B. The Writ Was Properly Discharged Under C.R.C.P. 102(w)

¶20     C.R.C.P. 102(w) authorizes defendants to ask courts to discharge writs of attachment “on the ground that the writ was improperly issued, for any reason appearing upon the face of the papers and proceedings in the action.”

¶21     Here, the “papers and proceedings in the action” clearly establish that the writ was improperly issued. As we have held above, the writ was improper because it was requested by the doctors — defendants in this case who did not assert a counterclaim — and not by plaintiffs. This defect appears in the motion requesting the writ of attachment and in the writ itself.
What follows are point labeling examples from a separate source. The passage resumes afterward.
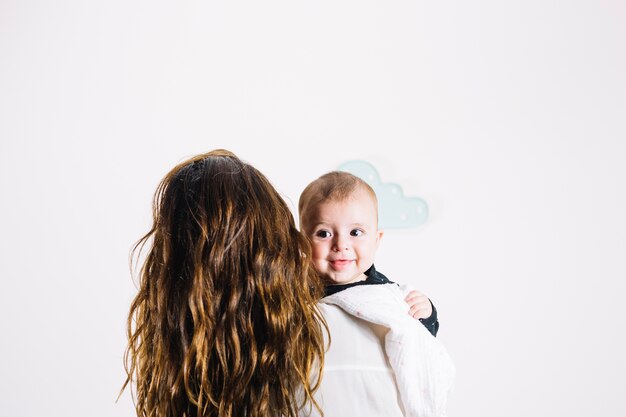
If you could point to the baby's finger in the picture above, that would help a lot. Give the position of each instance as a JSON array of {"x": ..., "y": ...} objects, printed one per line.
[{"x": 413, "y": 294}]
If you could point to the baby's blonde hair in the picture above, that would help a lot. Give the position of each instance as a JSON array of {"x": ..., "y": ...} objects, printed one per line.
[{"x": 332, "y": 186}]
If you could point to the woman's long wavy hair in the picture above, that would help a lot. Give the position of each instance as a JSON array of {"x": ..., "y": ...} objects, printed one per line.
[{"x": 224, "y": 323}]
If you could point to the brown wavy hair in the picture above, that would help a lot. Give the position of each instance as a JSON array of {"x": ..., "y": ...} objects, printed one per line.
[{"x": 225, "y": 322}]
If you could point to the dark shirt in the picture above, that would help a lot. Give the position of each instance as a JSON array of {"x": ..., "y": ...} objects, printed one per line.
[{"x": 375, "y": 278}]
As a result, we further conclude that the trial court did not err when it discharged the writ under C.R.C.P. 102(w).

C. Plaintiffs Are Not Entitled To Damages, Attorney Fees, and Costs

¶22     As pertinent here, C.R.C.P. 102(d) states:

Before the issuance of a writ of attachment the plaintiff shall furnish a bond . . . in an amount set by the court in its discretion, not exceeding double the amount claimed, to the effect that if the defendant recover judgment, or if the court shall finally decide that the plaintiff was not entitled to an attachment, the plaintiff will pay all costs that may be awarded to the defendant, and all damages defendant may sustain by reason of the wrongful suing out of the attachment.

¶23     C.R.C.P. 102(n)(2) states:

A plaintiff who fails to prevail at the hearing provided by this section is liable to the defendant for any damages sustained as a result of the issuance of process, costs, and reasonable attorney’s fees. A claim for damages under this subsection may be brought as part of the existing action, and the defendant shall be permitted to amend his answer and any counterclaim for this purpose.
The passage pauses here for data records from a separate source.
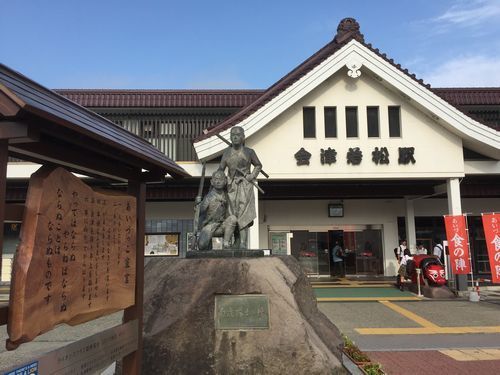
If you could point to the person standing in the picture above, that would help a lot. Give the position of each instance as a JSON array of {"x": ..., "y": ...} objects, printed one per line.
[
  {"x": 421, "y": 250},
  {"x": 338, "y": 260},
  {"x": 238, "y": 159},
  {"x": 402, "y": 267},
  {"x": 400, "y": 250}
]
¶24     Here, as in our analysis of C.R.C.P. 102(a), we look to the language of the pertinent sections of C.R.C.P. 102. C.R.C.P. 102(d) only provides a basis for a defendant to recover costs and damages if the defendant recovers judgment or the court determines that the plaintiffwas not entitled to the writ of attachment. C.R.C.P. 102(n)(2) only provides a basis for a defendant to recover damages if the plaintiff does not prevail at the hearing on a traverse of an affidavit accompanying a writ of attachment. Neither section of the rule includes a reciprocal statement that plaintiffs, in cases in which defendants do not assert a counterclaim, are entitled to damages.

¶25     Because C.R.C.P. 102(d) and 102(n)(2) expressly grant relief to defendants, but not to plaintiffs unless defendants have asserted a counterclaim, we once again employ the canon of statutory interpretation, expressio unius exclusio alterius. Doing so, we conclude that neither C.R.C.P. 102(d) nor C.R.C.P. 102(n)(2) provides a basis for a court to award plaintiffs damages, costs, and attorney fees. See Spahmer, 113 P.3d at 162; Beeghly, 20 P.3d at 613. Our conclusion is supported by the requirement that we must construe C.R.C.P. 102(d) and C.R.C.P. 102(n)(2) strictly. See Old Republic Nat’l Title Ins. Co., ¶8.

¶26     Therefore, plaintiffs are not entitled to damages, attorney fees, and costs because C.R.C.P. 102(d) and C.R.C.P. 102(n)(2) do not authorize courts to make such awards to plaintiffs. We take no position concerning whether there are other mechanisms found in statute or court rule that would authorize a court to award plaintiffs damages, attorney fees, or costs.

¶27     The order is affirmed.

 

JUDGE LOEB and JUDGE NIETO concur.

These opinions are not final. They may be modified, changed or withdrawn in accordance with Rules 40 and 49 of the Colorado Appellate Rules. Changes to or modifications of these opinions resulting from any action taken by the Court of Appeals or the Supreme Court are not incorporated here.